What does "to have a little form" mean?
ODO on form
The relevant entry is 7c; none of the others really fit the context:
7 [mass noun] the state of a sports player or team with regard to their current standard of play:
they are one of the best teams around on current form
- details of previous performances by a racehorse or greyhound:
an interested bystander studying the form- a person’s mood and state of health:
she seemed to be on good form- British informal a criminal record:
they both had form
In OED it’s moved down to 16c:
c. slang. (Without preceding article.) A ‘police record’; a criminal conviction.
In this case it doesn't actually mean “a criminal record”; it means “a history of criminality” or “a history of conflict against each other”.
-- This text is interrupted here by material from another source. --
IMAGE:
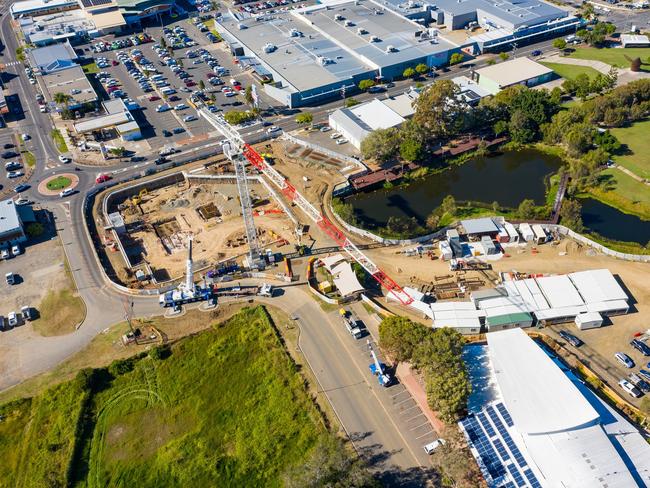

Police print out a criminal record in a common format so it's easy to locate the information. That is, it has a predictable form (arrangement), like any well-designed form (document with consistent placement of specified information).
Thus, form becomes a synonym for record. To have a form becomes shortened to have form, much as to graduate from a university has been shortened to graduate university (which violates the meaning of graduate, but that deserves a different soapbox).
When a suspect has form, the record establishes a pattern of behavior. Thus, to have form, generalized, becomes a metaphor for having a history of certain actions.
From Death in Paradise, season 7, episode 7, Dark Memories:
DI Mooney: And he has form [a criminal record], right?
DS Cassell: Two charges of theft and one for aggravated assault.
(later)
Officer Hooper: We've got a guy in custody with proven form [pattern of behavior] and he's confessed to the murder.
Britain and Germany have a little form over the past century, then, means that the two countries have a history of interactions following some pattern.
Little qualifies form with an ironic understatement of the degree of the pattern. In other words, the author is saying, Britain and Germany have a considerable pattern of interactions over the past century.